Not "everyone in Zimbabwe." Not "people aged 18–65." Real digital marketing starts with a specific audience — their age, location, income level, habits, what they care about, what problems they have that your product solves. A restaurant targeting corporates in Harare CBD needs completely different content from one targeting families in Borrowdale on weekends. If your content is made for everyone, it performs for no one.

Do this now

Write down one sentence describing the single most likely person to buy from you — age, location, what their day looks like, and what makes them choose you over a competitor.

02Your content has a job to do

Every piece of content you post should have a purpose beyond filling the feed. Is it building awareness? Is it driving people to your website? Is it getting them to send a WhatsApp? Is it retargeting people who already visited your page? Random posting — a product photo today, a quote graphic tomorrow, a blurry food shot on Friday — is activity, not strategy. Content without direction is decoration.

Do this now

Look at your last 9 posts. For each one, ask: what did I want someone to do after seeing this? If you can't answer that, the post had no job.

03Organic reach alone is not enough — especially in Zimbabwe

Facebook's organic reach has been declining for years. In most markets, a page post reaches less than 5% of its own followers without paid support. In Zimbabwe, where data costs and mobile usage patterns affect how and when people scroll, this is even more critical to understand. If you are not putting budget behind your content — even small, well-targeted amounts — the majority of your followers will never see what you post. Paid advertising is not optional anymore. It's the price of being seen.

Do this now

Even $10–$20 boosted to a precisely targeted Harare or Bulawayo audience will outperform months of unpaid posting. Start small, but start.
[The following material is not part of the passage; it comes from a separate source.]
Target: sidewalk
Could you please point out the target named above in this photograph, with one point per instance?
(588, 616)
04You measure what matters — not vanity numbers

Likes feel good. They are not a business metric. Real digital marketing tracks things that connect to revenue — website visits, WhatsApp message clicks, form submissions, store visits driven by a campaign, cost per enquiry. If the only number you check at the end of the month is your follower count, you have no idea whether your marketing is working. You're flying without instruments.

Do this now

Set one real goal for your next campaign — not "more engagement" but something like "20 people click to WhatsApp" or "50 website visits from Harare." Then measure against it.